Source code for menpofit.clm.algorithm.gd

from __future__ import division
import numpy as np

from menpofit.base import build_grid
from menpofit.fitter import raise_costs_warning
from menpofit.result import ParametricIterativeResult

multivariate_normal = None  # expensive, from scipy.stats


class GradientDescentCLMAlgorithm(object):
    r"""
    Abstract class for a Gradient-Descent optimization algorithm.

    Parameters
    ----------
    expert_ensemble : `subclass` of :map:`ExpertEnsemble`
        The ensemble of experts object, e.g.
        :map:`CorrelationFilterExpertEnsemble`.
    shape_model : `subclass` of :map:`PDM`, optional
        The shape model object, e.g. :map:`OrthoPDM`.
    eps : `float`, optional
        Value for checking the convergence of the optimization.
    """
    def __init__(self, expert_ensemble, shape_model, eps=10**-5):
        # Set parameters
        self.expert_ensemble = expert_ensemble
        self.transform = shape_model
        self.eps = eps
        # Perform pre-computations
        self._precompute()

    def _precompute(self):
        # Import multivariate normal distribution from scipy
        global multivariate_normal
        if multivariate_normal is None:
            from scipy.stats import multivariate_normal  # expensive

        # Build grid associated to size of the search space
        search_shape = self.expert_ensemble.search_shape
        self.search_grid = build_grid(search_shape)

        # set rho2
        self.rho2 = self.transform.model.noise_variance()

        # Compute shape model prior
        sim_prior = np.zeros((4,))
        pdm_prior = self.rho2 / self.transform.model.eigenvalues
        self.rho2_inv_L = np.hstack((sim_prior, pdm_prior))

        # Compute Jacobian
        J = np.rollaxis(self.transform.d_dp(None), -1, 1)
        self.J = J.reshape((-1, J.shape[-1]))
        # Compute inverse Hessian
        self.JJ = self.J.T.dot(self.J)
        # Compute Jacobian pseudo-inverse
        self.pinv_J = np.linalg.solve(self.JJ, self.J.T)
        self.inv_JJ_prior = np.linalg.inv(self.JJ + np.diag(self.rho2_inv_L))

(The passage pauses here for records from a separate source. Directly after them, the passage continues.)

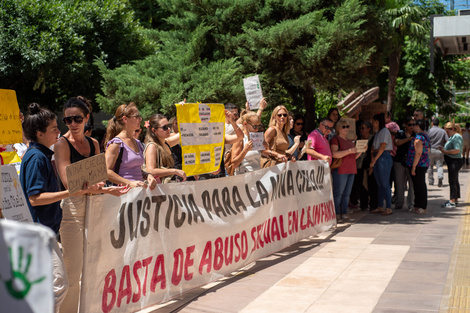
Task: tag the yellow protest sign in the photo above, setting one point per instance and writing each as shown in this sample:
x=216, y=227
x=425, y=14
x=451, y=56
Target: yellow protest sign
x=10, y=124
x=202, y=131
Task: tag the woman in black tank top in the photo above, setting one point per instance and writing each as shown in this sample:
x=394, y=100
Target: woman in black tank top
x=74, y=146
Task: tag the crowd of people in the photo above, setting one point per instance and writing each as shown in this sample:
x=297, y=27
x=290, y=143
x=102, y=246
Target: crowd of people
x=394, y=156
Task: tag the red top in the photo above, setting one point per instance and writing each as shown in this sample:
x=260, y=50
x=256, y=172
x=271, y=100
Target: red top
x=349, y=161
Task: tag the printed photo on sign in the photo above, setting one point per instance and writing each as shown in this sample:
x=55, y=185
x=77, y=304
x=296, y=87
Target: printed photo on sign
x=258, y=139
x=253, y=91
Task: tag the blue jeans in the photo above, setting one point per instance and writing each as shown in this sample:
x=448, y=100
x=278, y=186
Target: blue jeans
x=342, y=185
x=382, y=170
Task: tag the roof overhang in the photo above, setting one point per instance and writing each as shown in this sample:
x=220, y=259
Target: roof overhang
x=452, y=34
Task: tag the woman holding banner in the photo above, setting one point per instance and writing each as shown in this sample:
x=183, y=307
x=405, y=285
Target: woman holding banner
x=276, y=137
x=242, y=152
x=125, y=154
x=40, y=185
x=72, y=147
x=158, y=158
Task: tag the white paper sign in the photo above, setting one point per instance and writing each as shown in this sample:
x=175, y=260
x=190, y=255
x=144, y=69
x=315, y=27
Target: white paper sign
x=258, y=139
x=26, y=268
x=253, y=91
x=91, y=170
x=14, y=203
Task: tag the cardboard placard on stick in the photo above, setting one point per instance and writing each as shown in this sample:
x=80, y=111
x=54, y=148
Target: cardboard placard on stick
x=90, y=170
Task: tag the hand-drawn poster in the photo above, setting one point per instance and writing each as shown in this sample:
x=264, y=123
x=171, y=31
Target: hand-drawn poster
x=202, y=132
x=10, y=124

[docs]class ActiveShapeModel(GradientDescentCLMAlgorithm):
    r"""
    Active Shape Model (ASM) algorithm.

    Parameters
    ----------
    expert_ensemble : `subclass` of :map:`ExpertEnsemble`
        The ensemble of experts object, e.g.
        :map:`CorrelationFilterExpertEnsemble`.
    shape_model : `subclass` of :map:`PDM`, optional
        The shape model object, e.g. :map:`OrthoPDM`.
    gaussian_covariance : `int` or `float`, optional
        The covariance of the Gaussian kernel.
    eps : `float`, optional
        Value for checking the convergence of the optimization.

    References
    ----------
    .. [1] T. F. Cootes, and C. J. Taylor. "Active shape models-'smart snakes'",
        British Machine Vision Conference, pp. 266-275, 1992.
    .. [2] T. F. Cootes, C. J. Taylor, D. H. Cooper, and J. Graham. "Active
        Shape Models - their training and application", Computer Vision and Image
        Understanding (CVIU), 61(1): 38-59, 1995.
    .. [3] A. Blake, and M. Isard. "Active Shape Models", Active Contours,
        Springer, pp. 25-37, 1998.
    """
    def __init__(self, expert_ensemble, shape_model, gaussian_covariance=10,
                 eps=10**-5):
        self.gaussian_covariance = gaussian_covariance
        super(ActiveShapeModel, self).__init__(expert_ensemble=expert_ensemble,
                                               shape_model=shape_model, eps=eps)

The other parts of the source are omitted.